PDA

View Full Version : Special characters issue found in Crypt of the Sun Lord



Neovirtus
January 24th, 2020, 20:04
I loaded up Crypt of the Sun Lord yesterday (fully updated FGU on Windows 10), and noticed that the apostrophes (and perhaps other characters) are not recognized and instead show up as blank squares. I see that this issue was previously reported as FGU-670, but it is no longer on the list of known issues. Perhaps the issue needs to be reopened and looked at for a more universal solution?

Moon Wizard
January 29th, 2020, 23:13
Doing some research into this; it appears that the FGC fonts actually ended up getting generated using windows-1252 (cp1252) encoding support.

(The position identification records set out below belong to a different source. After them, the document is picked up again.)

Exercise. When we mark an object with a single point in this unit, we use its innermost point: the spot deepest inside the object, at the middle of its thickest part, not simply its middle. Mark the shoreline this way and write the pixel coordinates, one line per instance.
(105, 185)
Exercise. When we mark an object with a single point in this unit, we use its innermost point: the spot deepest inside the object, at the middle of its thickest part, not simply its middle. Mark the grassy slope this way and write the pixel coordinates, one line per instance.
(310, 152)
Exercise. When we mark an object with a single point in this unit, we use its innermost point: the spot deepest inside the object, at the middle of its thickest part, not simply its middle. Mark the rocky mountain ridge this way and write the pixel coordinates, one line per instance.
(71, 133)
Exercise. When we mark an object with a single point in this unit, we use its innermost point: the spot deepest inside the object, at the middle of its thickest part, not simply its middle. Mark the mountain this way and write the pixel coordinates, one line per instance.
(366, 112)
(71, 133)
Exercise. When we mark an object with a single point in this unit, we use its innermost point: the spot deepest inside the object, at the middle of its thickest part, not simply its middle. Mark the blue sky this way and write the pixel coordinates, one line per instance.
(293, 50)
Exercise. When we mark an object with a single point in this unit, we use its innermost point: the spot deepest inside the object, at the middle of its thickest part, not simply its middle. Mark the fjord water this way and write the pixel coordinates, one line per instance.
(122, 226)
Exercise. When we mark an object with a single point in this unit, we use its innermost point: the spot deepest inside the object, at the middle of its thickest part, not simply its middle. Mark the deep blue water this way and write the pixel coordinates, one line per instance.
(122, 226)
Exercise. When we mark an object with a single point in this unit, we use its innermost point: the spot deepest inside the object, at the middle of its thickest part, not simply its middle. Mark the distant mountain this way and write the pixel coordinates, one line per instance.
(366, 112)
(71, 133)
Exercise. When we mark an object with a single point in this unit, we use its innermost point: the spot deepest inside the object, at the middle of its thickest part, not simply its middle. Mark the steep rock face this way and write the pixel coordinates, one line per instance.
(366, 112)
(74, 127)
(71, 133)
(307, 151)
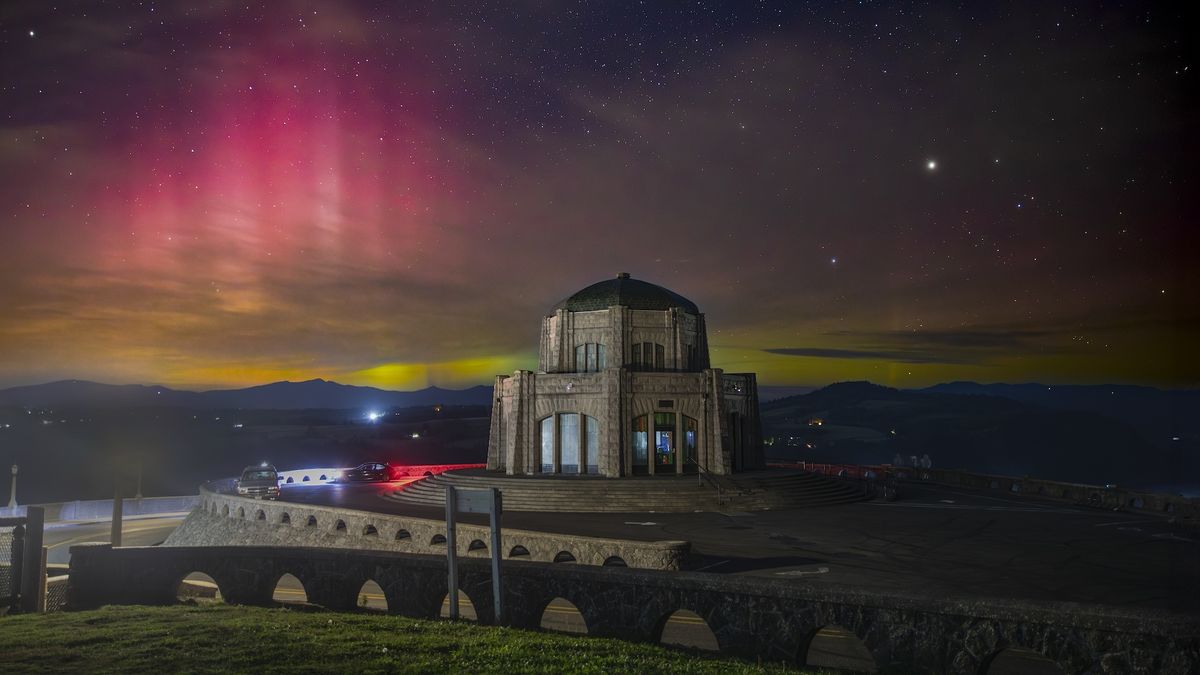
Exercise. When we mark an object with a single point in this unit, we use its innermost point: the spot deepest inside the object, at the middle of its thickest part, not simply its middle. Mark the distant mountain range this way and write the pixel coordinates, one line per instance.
(1097, 434)
(277, 395)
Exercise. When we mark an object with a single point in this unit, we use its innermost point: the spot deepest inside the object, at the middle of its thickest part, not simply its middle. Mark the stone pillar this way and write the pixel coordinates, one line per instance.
(613, 442)
(497, 458)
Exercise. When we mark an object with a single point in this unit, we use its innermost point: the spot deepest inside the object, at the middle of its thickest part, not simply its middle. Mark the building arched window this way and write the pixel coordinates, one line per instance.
(648, 356)
(570, 443)
(589, 358)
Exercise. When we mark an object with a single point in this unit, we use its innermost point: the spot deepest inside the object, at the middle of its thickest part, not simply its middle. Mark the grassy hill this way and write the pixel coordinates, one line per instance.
(240, 639)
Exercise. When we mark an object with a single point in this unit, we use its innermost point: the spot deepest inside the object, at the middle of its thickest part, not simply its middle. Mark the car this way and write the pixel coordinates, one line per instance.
(259, 482)
(369, 472)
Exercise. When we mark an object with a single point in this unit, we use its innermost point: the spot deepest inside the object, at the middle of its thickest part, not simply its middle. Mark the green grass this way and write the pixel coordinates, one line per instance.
(222, 638)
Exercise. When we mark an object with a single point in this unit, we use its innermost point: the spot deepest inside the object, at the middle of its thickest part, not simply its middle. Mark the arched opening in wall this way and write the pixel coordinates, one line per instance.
(371, 597)
(197, 587)
(563, 616)
(685, 628)
(466, 609)
(288, 590)
(834, 646)
(1020, 661)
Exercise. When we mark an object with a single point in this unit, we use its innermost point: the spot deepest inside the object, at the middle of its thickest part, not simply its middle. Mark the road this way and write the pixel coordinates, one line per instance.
(136, 532)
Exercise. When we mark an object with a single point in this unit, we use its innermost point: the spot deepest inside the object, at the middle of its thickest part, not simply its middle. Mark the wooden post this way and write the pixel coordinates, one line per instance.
(451, 553)
(31, 565)
(42, 581)
(496, 556)
(118, 515)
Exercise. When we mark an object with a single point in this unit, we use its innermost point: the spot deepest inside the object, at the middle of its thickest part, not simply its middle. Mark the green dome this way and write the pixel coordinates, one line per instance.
(627, 292)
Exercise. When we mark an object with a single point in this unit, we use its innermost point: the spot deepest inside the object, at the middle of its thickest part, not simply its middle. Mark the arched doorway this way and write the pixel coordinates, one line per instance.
(563, 616)
(198, 587)
(288, 590)
(685, 628)
(371, 597)
(834, 646)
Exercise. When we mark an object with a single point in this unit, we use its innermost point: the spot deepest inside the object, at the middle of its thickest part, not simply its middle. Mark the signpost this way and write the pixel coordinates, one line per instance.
(473, 501)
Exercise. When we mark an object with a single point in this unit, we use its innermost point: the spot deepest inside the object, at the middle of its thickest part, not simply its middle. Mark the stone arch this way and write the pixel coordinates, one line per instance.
(466, 607)
(288, 589)
(837, 647)
(563, 616)
(197, 587)
(687, 629)
(371, 597)
(1020, 659)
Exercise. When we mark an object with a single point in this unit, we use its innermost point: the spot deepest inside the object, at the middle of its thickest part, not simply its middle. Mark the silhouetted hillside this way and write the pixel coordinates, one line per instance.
(859, 422)
(279, 395)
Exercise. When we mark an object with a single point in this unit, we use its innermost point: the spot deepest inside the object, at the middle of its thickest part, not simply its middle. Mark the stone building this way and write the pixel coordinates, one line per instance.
(623, 388)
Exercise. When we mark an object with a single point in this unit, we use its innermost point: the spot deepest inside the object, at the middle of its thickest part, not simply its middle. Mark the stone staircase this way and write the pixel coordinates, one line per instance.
(759, 490)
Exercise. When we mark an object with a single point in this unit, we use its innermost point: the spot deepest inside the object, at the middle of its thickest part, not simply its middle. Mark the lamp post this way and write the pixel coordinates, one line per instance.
(12, 490)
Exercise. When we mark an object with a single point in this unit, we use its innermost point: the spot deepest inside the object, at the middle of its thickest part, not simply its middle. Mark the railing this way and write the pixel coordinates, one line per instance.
(25, 585)
(13, 544)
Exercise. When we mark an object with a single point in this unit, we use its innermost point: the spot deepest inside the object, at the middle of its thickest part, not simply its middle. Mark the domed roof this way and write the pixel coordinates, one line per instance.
(628, 292)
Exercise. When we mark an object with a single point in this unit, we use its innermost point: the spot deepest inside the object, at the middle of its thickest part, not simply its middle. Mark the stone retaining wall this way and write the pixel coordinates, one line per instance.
(1182, 509)
(222, 520)
(750, 617)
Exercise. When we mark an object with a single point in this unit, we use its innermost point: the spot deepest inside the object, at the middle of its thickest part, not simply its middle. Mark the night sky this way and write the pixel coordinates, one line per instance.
(394, 195)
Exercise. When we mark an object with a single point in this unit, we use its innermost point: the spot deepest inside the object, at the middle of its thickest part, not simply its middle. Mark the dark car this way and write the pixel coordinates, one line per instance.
(371, 471)
(259, 482)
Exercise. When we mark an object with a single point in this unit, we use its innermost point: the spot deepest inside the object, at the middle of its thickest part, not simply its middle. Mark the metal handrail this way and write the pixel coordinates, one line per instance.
(706, 475)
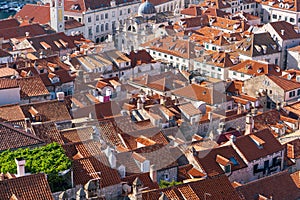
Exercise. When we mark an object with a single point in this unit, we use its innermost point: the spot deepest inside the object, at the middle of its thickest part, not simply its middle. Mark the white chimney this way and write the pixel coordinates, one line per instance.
(60, 96)
(249, 124)
(112, 159)
(209, 116)
(108, 92)
(153, 173)
(232, 139)
(20, 167)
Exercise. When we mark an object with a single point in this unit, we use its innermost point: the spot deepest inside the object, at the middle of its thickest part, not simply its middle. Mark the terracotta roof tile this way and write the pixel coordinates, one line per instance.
(269, 187)
(8, 83)
(50, 110)
(195, 92)
(211, 159)
(11, 113)
(251, 151)
(32, 87)
(12, 138)
(255, 68)
(48, 132)
(8, 23)
(86, 169)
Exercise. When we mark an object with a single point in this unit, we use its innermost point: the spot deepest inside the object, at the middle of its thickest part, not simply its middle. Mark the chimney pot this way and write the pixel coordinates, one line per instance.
(20, 166)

We have always told developers that we support iso-8859-1; and the problematic modules you are seeing are because the DLC developer chose to insert characters that are part of windows-1252, but not iso-8859-1. (character range 128-159 differ).

What I have been doing to date is to change/remove the problematic characters from those modules as we come across the modules. I'll see if I can change the XML encoding in the content header so that the encoding engines handle automatically or not. If so, I may able to just change the stated encoding to fix those as they come up. Otherwise, I'll have to continue modifying the modules as they come up.

Either way, there is no "automatic" solution unfortunately, since the XML library is a standard library and the problematic modules are technically using the wrong encoding in the xml encoding tag.

Regards,
JPG

Moon Wizard
January 29th, 2020, 23:57
Just looked into this a bit more, and the "windows-1252" encoding is considered an "exotic" encoding that is not part of the .Net library that allows Unity to build across multiple platforms (Windows, Mac, Linux). So, for the foreseeable future, the solution is to change/remove those characters in the modules as they are found.

Regards,
JPG

Talyn
January 30th, 2020, 00:03
I still don't see how this is acceptable in the 21st century... Every OS can use UTF-8. Can't FG Classic be tweaked instead of keeping the brand new client 20+ years behind?

Moon Wizard
January 30th, 2020, 00:12
It's the source DLC, not the engine. The source DLC claims it is ISO-8859-1 (which is what we always claimed that FG supports); but the DLC uses characters from an Windows-1252 code page, which are technically undisplayable "control characters" in ISO-8859-1. So, there is no magical conversion to bring it up. Just don't use characters 128-159 in DLC meant for FGC and FGU (which is everything right now). Welcome to backward compatibility...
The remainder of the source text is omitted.